Марина раздраженно принялась собирать со стола остатки завтрака.
- К чему ты затеял этот разговор? - резко проговорила она. - Неужели ты всерьез хочешь вернуться в наше неприкаянное прошлое - это сейчас, когда ты на вершине успеха и разбрасываешься миллионами? Не смеши людей!
Ронни в душе не мог не согласиться с ней. Слишком много труда он потратил на свою карьеру, чтобы всерьез желать возврата в прошлое, даже такое ностальгически прекрасное, как те четыре московских месяца.
- И все же я считаю, что это было славное время, - упорствовал он. - Но что прошло, того уже не вернешь. Мы с тобой стали немного другими, особенно это касается меня… - Он помолчал. Мысль, которая пришла ему в голову, заставила его нахмуриться. - Должен тебе признаться, что моя нынешняя известность доставляет определенные неудобства. Стоит мне куда-то пойти, как вокруг сразу собирается толпа. И если я в это время без охраны, то могут произойти инциденты… в том числе и не слишком приятные… - Он взглянул на нее и невесело усмехнулся. - Джонни Шепердсон однажды оказался в такой ситуации. Представь, фанаты раздели его чуть ли не догола, всю одежду порвали на сувениры!
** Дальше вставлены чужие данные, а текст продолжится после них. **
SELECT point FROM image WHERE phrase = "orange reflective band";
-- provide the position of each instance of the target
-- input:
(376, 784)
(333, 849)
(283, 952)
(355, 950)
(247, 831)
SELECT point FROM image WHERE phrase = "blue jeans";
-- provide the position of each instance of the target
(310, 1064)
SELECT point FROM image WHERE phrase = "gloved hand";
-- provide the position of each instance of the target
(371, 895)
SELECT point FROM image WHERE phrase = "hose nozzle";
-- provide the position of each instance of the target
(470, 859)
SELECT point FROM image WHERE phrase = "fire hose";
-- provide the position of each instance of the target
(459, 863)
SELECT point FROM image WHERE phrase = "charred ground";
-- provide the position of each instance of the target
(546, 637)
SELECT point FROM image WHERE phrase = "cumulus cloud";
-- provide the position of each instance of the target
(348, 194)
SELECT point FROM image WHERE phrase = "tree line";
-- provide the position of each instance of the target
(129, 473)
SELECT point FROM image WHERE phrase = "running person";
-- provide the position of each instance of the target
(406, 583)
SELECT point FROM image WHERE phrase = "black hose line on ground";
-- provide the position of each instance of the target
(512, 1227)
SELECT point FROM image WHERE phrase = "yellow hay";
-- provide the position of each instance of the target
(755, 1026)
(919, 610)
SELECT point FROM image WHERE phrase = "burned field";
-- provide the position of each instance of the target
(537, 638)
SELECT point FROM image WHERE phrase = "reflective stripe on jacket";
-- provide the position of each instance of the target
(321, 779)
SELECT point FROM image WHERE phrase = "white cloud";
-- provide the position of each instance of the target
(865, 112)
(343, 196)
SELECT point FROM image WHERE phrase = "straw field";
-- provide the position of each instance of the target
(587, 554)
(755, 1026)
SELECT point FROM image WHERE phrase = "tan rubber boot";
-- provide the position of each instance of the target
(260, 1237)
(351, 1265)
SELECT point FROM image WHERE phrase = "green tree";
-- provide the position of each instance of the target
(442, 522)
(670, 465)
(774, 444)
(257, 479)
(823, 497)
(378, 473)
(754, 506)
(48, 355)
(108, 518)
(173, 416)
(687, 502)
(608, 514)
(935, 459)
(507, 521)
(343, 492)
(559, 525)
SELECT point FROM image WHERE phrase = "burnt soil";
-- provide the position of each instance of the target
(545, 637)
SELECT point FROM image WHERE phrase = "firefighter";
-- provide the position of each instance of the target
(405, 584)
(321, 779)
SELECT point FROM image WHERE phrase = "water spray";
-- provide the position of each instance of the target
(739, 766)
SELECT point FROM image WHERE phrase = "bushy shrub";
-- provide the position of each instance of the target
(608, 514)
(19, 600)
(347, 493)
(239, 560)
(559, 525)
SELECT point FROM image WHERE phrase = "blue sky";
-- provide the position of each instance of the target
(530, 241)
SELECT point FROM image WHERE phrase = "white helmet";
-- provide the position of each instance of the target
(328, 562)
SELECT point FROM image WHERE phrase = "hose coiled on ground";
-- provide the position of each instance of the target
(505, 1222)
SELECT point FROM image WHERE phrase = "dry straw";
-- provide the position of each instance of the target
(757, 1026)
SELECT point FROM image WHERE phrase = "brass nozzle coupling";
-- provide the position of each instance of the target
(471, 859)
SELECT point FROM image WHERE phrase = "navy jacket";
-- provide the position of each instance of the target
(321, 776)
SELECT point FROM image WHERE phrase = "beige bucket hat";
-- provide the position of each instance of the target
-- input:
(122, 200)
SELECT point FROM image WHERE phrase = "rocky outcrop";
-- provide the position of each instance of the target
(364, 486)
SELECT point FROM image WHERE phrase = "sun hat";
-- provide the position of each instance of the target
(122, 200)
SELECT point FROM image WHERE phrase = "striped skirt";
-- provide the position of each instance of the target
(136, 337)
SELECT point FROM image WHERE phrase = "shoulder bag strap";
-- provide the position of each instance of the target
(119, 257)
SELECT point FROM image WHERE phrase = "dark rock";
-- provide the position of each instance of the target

- А с тобой бывало что-нибудь подобное?
- Ну, такого конкретно - не было… Я к чему это говорю. Мы ведь сейчас едем в публичное место, где меня могут узнать. И неизвестно, как поведет себя публика. Среди фанатов попадаются очень агрессивные личности, а я без охраны.
Марина положила на стол полотенце, которым вытирала посуду.
- Нет, это совершенно невозможно! - воскликнула она. - Мы ведь будем с ребенком! Так что твоя поездка в зоопарк категорически отменяется. Я не желаю подобных приключений!
- Но вместо зоопарка мы можем поехать куда-нибудь еще, - возразил Сэндз, не желая отказываться от перспективы провести день с Мариной и девочкой. - Разве мало мест, где нет посторонней публики? У меня, например, есть отличная идея. Что ты скажешь насчет того, чтобы съездить к Воронихину?
- К Воронихину? Художнику? - Она задумалась. - Но я не бывала у него с тех пор, не знаю, удобно ли заявиться к нему…
- Вчера я звонил Эдуарду, и он очень обрадовался, что я в Москве. Старик звал к себе в гости. Вот сегодня и можно съездить. Отсюда до Истры сорок минут на машине!